Lawmakers Seek to Secure Equal Opportunity in Civil Service Employment
January 10, 2006

A press conference was held in Albany on Tuesday to shed light on the under representation of minority employment in New York State’s civil service workforce.

It seems that both African and Hispanic New Yorkers are proportionately under represented in New York State’s government agencies and their numbers are declining rapidly according to a recent report from the State Assembly’s Puerto Rican/Hispanic Taskforce. In the report titled, “Hispanics & African American Need not Apply: The Alarming Under-representation of Minorities in the New York State Government Workforce,” the percentage of minorities in the civil service sector has decreased tremendously over the last decade since Governor Pataki has taken office.

The statistics from the report are staggering:

  • Hispanics today make up over 16% of the states population, but account for only 3.8% of the government workforce. Since 1991, over 1,000 Hispanic jobs have been eliminated resulting in a 12% reduction of Hispanic state workers.
  • African Americans have lost over 8,000 jobs resulting in a net decline of 26.7 percent of African Americans in the state workforce. A recent report from the Center of Women in Government and Civil Society has stated that there are more high ranking African American officials in the state government of Alabama, once the epicenter of segregation, then there are currently in New York State.

So what’s being done?

A bill package consisting of legislation targeting inequities of minority hiring in government will be introduced in the Assembly later this week.
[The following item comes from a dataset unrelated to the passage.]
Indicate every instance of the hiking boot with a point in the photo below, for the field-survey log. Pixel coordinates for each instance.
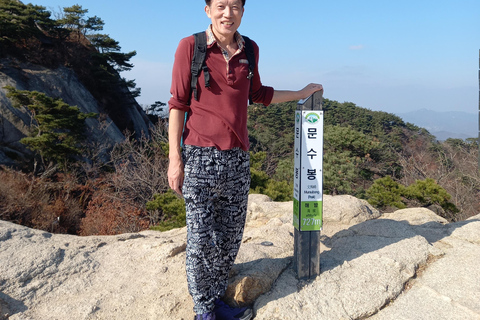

The proposed package of legislation seeks to:

  • Streamline the process of equal opportunity procedures that are mandated by the Federal Civil Rights Act
  • Prohibits the hiring of temporary and provisional employees of a period greater then 18 months; employees often hired without benefits.
  • Mandates that Affirmative Action Officers shall be hired as competitive classified positions.
  • The creation of a task force to better understand how to increase diversity in the state workforce.
  • Reward employees who speak multiple languages.

Assemblyman William Boyland (D-Kings), both a member of the Black and Puerto Rican Caucus and Puerto Rican/Hispanic Task Force, a sponsor of the bill package, hopes that these initiatives will help bring traditionally under represented groups in the state workforce back to a level of parity with their counterparts.

“It is sad that in today’s day and age that Hispanics & African Americans in this state still face an uphill battle in attaining equal opportunities in civil service employment,” said Assemblyman William Boyland. “We are taking constructive steps today to insure fair employment opportunities in civil service occupations for our children and their respective children.”